Frank’s test is not a test of voter fraud at all. When we correlate predicted and actual counts we’re only recovering the obvious fact that age groups with more registered voters will have more voters cast ballots than age groups with fewer registered voters.
The variation in the age group sizes overwhelms the correlation coefficient, causing it to increase and converge on 1. In other words, because age groups with large numbers of people will obviously cast more votes than age groups with small numbers of people, we will mechanically observe a very strong correlation between group size and the number of votes cast.
This is not suspicious in the least: the larger a group is, the more votes they will cast in an election, and the correlation will therefore be very high.
To understand this basic pattern, let’s consider a simple fictitious county where there is no vote manipulation. In our fictitious county every age group turns out at a different rate, but in our first election every age group has the same number of people—100 residents.
Using this fictitious county we follow Doug Frank’s procedure to estimate a predicted turnout rate for each group. Based on this prediction, we find that the predicted correlation correlates with the truth at 0.26.
Because every age group is the same size, we find the same correlation when we predict the number of people from each age group who vote, rather than their turnout rate.
But if there is variation in the number of people in each age group, the correlation between our predicted count of voters and the actual number of voters from each age group will appear stronger.
To see this, let’s return to our fictitious county and make one age group slightly bigger than the other age groups—but critically we leave all other age groups the same size.
The plot on the left shows the new relationship between the predicted and actual turnout counts as we increase the size of this single age group.
To get a sense of how increasing the size of the largest group changes the correlation between predicted and actual counts, the plot on the right shows how the correlation changes as we increase the size of the largest group.

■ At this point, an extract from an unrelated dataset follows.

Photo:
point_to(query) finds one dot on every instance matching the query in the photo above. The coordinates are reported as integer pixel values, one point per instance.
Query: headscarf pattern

The horizontal axis is the size of the largest group and the vertical axis is the correlation between predicted and actual turnout counts—Douglas Frank’s test of voter fraud.
The line tracks the evolution of the correlation as we change the size of the largest group and the point shows the correlation between predicted and actual turnout counts for the plot on the left.
Put simply, the plot on the right shows that Frank’s supposedly unnatural correlation can have quite natural origins. As the group size gets bigger, the correlation between the predicted and actual counts gets closer to 1, even though the underlying prediction about turnout rates remains identical–with a correlation at about 0.26.
The explanation is simple: making one group bigger results in more variation across age groups and this variation swamps the correlation.
Bottom Line:
Douglas Frank’s supposed evidence of fraud is not really evidence at all.
His tests aren’t really tests, there is plenty of county to county variation, and his statistical analysis exaggerates his predictive ability.